SPSS setup files can be used to generate native SPSS file formats such as SPSS system files and SPSS portable files. SPSS setup files produced by generally include the following SPSS sections. Click on each section to see an example taken from ICPSR 6512 (Capital Punishment in the United States, 1973-1993).

  1. DATA LIST: Assigns the name, type, decimal specification (if any), and specifies the beginning and ending column locations for each variable in the data file. Users must replace the "physical-filename" with host computer-specific input file specifications.

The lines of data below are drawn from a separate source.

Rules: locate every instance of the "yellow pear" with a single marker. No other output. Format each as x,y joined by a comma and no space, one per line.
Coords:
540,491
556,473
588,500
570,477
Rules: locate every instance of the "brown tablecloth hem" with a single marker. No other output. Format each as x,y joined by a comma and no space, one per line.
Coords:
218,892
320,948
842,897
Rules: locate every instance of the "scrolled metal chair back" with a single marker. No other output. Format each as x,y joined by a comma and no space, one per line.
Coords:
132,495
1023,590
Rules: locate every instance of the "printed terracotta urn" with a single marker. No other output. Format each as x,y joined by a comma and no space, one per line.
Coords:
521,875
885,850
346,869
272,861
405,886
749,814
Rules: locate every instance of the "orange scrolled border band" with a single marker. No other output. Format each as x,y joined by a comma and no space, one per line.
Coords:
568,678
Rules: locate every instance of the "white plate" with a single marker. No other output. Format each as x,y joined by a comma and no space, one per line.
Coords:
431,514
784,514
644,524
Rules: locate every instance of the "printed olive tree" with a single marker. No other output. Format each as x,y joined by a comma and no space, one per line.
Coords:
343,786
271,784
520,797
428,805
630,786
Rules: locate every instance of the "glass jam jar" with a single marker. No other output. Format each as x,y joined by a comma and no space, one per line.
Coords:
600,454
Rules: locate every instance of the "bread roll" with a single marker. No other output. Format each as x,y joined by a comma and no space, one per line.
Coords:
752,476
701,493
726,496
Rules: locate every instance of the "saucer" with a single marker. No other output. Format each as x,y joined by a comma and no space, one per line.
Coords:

For example, users on Windows platforms should replace "physical-filename" with "C:\06512-0001-Data.txt" for the data file named "06512-0001-Data.txt" located on the root directory "C:\".
  2. VARIABLE LABELS: Assigns descriptive labels to all variables. Variable labels and variable names may be identical for some variables.
  3. VALUE LABELS: Assigns descriptive labels to codes in the data file. Not all variables necessarily have assigned value labels.
  4. MISSING VALUES: Declares user-defined missing values. Not all variables in the data file necessarily have user-defined missing values. These values can be treated specially in data transformations, statistical calculations, and case selection.
  5. MISSING VALUE RECODE: Sets user-defined numeric missing values to missing as interpreted by the SPSS system. Only variables with user-defined missing values are included in the statements.

Stata Setup Files

Stata setup files can be used to generate native Stata DTA files. Stata setup files produced by ICPSR generally include the following Stata sections. Click on each section to see an example taken from ICPSR 6512 (Capital Punishment in the United States, 1973-1993).

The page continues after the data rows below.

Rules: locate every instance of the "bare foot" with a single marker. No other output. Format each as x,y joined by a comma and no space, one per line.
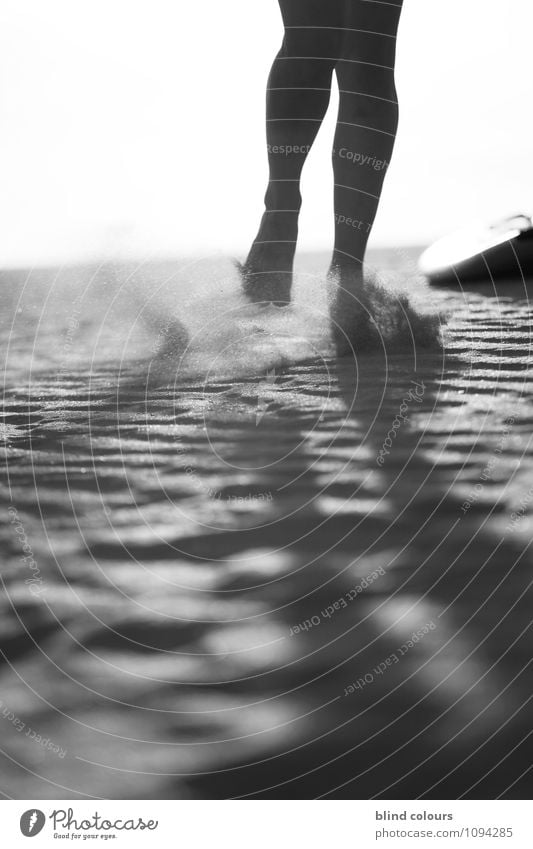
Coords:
266,273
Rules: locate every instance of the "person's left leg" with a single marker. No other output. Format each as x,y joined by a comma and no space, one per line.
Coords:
366,125
298,95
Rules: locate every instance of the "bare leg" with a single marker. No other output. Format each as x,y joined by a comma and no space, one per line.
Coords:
364,141
367,123
298,95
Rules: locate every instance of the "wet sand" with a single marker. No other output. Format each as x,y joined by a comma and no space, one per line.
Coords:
254,570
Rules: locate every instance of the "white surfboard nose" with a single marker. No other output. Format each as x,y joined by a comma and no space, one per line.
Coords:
480,249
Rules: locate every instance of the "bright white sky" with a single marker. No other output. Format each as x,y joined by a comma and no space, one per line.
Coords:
132,127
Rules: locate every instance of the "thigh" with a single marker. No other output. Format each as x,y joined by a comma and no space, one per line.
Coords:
370,29
313,28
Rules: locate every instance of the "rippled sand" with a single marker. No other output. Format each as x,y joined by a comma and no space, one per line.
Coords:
231,538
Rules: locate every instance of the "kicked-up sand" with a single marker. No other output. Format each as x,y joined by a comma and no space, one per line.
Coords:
237,566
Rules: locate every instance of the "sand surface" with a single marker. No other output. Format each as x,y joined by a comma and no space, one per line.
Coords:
230,538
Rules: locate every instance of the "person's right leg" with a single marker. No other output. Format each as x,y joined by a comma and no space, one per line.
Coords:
297,99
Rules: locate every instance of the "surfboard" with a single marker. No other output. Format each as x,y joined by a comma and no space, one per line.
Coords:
497,251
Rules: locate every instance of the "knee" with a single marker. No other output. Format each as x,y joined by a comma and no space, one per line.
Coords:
372,101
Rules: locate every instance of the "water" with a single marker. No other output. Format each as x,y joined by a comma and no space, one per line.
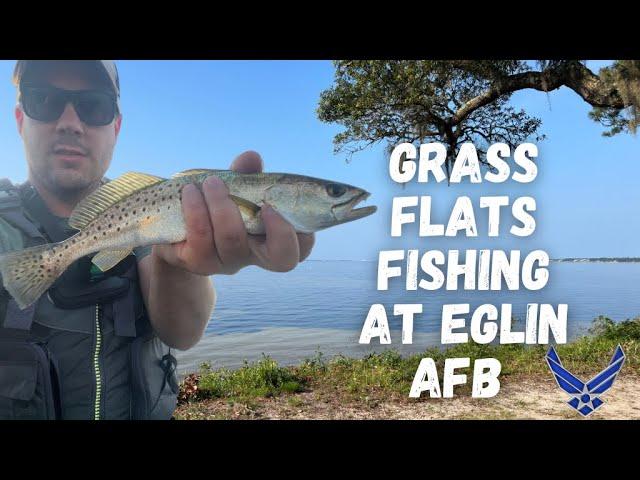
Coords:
321,306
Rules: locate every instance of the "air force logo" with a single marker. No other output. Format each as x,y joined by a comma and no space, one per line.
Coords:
585,396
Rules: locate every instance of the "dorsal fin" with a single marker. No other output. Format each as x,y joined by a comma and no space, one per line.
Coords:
108,195
196,171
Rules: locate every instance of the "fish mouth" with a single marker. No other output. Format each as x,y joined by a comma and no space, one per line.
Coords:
344,212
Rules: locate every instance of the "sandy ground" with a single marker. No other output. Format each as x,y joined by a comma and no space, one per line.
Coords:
519,398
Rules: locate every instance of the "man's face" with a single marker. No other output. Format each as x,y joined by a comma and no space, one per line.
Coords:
66,156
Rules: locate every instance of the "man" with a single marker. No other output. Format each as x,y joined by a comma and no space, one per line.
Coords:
98,345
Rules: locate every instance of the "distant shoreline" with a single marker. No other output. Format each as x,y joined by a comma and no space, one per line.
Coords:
559,260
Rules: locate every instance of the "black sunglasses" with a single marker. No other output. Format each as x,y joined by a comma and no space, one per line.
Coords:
95,108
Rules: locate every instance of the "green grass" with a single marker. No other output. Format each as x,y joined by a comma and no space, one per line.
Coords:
389,374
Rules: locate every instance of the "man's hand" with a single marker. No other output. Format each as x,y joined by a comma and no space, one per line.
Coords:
217,241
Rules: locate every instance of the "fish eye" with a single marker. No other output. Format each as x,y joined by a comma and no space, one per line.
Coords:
336,190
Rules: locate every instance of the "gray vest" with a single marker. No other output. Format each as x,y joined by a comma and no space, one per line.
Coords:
85,349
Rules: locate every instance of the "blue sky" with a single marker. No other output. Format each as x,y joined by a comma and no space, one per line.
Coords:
189,114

  1. FILE SPECIFICATIONS: Assigns values to local macros that specify the locations of the files used to build a Stata system file. Users must replace the "physical-filename" with host computer-specific input file specifications. For example; users on Windows platforms should replace "raw-datafile-name" with "C:\06512-0001-Data.txt" for the data file named "06512-0001-Data.txt" located on the root directory of "C:\". Simarlarly, the "dictionary-filename" should be replaced with "C:\06512-0001-Stata_dictionary.dct". The "stata-datafile" specification should be named with the specification for where you wish to store the Stata system file.
  2. INFILE COMMAND: Reads the columnar ASCII data into a Stata system file.
  3. VALUE LABEL DEFINITIONS: Defines descriptive labels for the individual values of each variable.
  4. MISSING VALUES: Replaces numeric missing values (i.e., -9) with generic system missing ".". By default the code in this section is commented out. Users wishing to apply the generic missing values should remove the comment at the beginning and end of this section. Note that Stata allows you to specify up to 27 unique missing value codes.
  5. SAVE OUTFILE: This section saves out a Stata system format file. There is no reason to modify it if the macros in Section 1 were specified correctly.